27 luglio 2021
Aggiornato 01:00
La carriera del campione spagnolo in F1 si avvia a una fine anticipata

Alonso non ne può più e medita di andarsene: già pronto il sostituto

Nonostante a microfoni accesi continui a negare, l'ex ferrarista dentro di sé si sarebbe già stufato di aspettare i miglioramenti del motore Honda. Tanto che la McLaren si è preparata ad un possibile ritorno di Jenson Button

Fernando Alonso
Fernando Alonso

BARCELLONA – Lo ha detto lui stesso, Fernando Alonso. Al termine di una conferenza stampa a cuore aperto in cui non ha risparmiato critiche, accuse e pure qualche battuta sarcastica all'indirizzo del suo motorista, la Honda («Il propulsore va talmente piano che potrei tenere giù l'acceleratore anche in curva»), il campione asturiano si è lasciato scappare una frase che potrebbe rivelarsi qualcosa di più di una semplice boutade: «Se gli altri iniziano a frenare dopo e accelerare prima di me, allora vuol dire che è arrivato il momento di ritirarmi». Il talento dell'ex ferrarista non è e non è mai stato in discussione, tantomeno da lui stesso: «Mi sento ancora il più forte di tutti», ha dichiarato durante lo stesso incontro con i giornalisti. Quello che gli lascia addosso ancora tanti, troppi dubbi è il contesto in cui è costretto a correre ormai da parecchi anni, compreso questo che si appresta a iniziare: una macchina che non gli consente di lottare per le prime posizioni, quelle che merita. Per ora Nando continua a predicare fiducia, voglia di raggiungere un buon feeling con la macchina e convinzione nei progressi che potrà compiere il matrimonio McLaren-Honda. Ma è un ritornello che ripete ormai ininterrottamente da tre anni e che non si è ancora concretizzato nella realtà.

Ma lui smentisce
E se la frustrazione, alla fine, avesse davvero la meglio? Se quel presagio di ritiro, unito alle sue intenzioni già dichiarate di correre con i prototipi dell'endurance nel prossimo futuro, si rivelassero una profezia?
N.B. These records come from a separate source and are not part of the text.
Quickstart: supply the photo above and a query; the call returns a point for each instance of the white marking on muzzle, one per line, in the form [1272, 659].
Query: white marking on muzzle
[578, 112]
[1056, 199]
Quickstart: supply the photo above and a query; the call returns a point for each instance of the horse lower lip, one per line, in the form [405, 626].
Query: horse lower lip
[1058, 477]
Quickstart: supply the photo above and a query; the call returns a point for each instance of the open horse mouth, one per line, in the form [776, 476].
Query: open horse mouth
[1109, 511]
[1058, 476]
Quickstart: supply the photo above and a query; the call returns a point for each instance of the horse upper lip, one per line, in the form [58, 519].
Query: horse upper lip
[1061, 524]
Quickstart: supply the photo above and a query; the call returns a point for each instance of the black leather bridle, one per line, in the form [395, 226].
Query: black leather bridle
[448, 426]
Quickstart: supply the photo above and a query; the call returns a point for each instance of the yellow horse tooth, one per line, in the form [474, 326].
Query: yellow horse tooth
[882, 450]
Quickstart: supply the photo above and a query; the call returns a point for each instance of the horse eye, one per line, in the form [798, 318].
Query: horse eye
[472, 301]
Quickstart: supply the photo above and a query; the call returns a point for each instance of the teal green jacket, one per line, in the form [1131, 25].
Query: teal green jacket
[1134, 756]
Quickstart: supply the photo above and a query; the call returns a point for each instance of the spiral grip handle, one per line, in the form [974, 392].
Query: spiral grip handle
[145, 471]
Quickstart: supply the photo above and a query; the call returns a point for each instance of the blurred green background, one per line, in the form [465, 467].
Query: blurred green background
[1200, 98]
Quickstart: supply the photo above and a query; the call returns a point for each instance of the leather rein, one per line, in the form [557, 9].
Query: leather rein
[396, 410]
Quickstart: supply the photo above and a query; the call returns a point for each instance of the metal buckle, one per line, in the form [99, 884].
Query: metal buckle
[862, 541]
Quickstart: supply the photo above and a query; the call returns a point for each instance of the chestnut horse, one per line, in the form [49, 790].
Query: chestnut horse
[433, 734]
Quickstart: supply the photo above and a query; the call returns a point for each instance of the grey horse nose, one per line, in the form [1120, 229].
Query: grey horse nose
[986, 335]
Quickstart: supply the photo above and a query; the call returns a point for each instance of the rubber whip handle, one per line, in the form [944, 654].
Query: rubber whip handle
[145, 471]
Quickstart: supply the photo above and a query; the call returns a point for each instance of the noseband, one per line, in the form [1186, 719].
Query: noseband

Se Alonso si stufasse di tirare inutilmente la carretta e decidesse di dire addio in anticipo alla McLaren? È uno scenario tutt'altro che fantasioso, tanto che la stessa squadra inglese sembra aver già predisposto un piano B proprio per questa eventualità. Lo ha confessato ieri ai microfoni di Sky Sport inglese il team principal Eric Boullier: se il pilota spagnolo se ne andasse, pronto a prendere il suo posto c'è Jenson Button. È vero, l'ex campione del mondo britannico si è preso un anno sabbatico, ma il contratto prevede comunque che resterà a disposizione della scuderia, se necessario. E c'è da giurare che, nei giorni scorsi, avrà già ricevuto una telefonata. Il diretto interessato, per ora, continua però a smentire testardamente queste ipotesi: «Io vado sempre controcorrente: quando la gente è pessimista, io sono ottimista, quando gli altri sono troppo entusiasti, mi preoccupo – ha concluso – Sono fiducioso che quest'anno saremo competitivi, non so a che punto dell'anno, ma succederà. Voglio vincere delle gare, salire sul podio. E se tutto andrà nella direzione sbagliata, attaccherò l'anno prossimo: questo mi dà solo nuove motivazioni per continuare a cercare di vincere. Perché non mi ritirerò dalle corse senza una buona sensazione e il buon risultato che penso di meritare».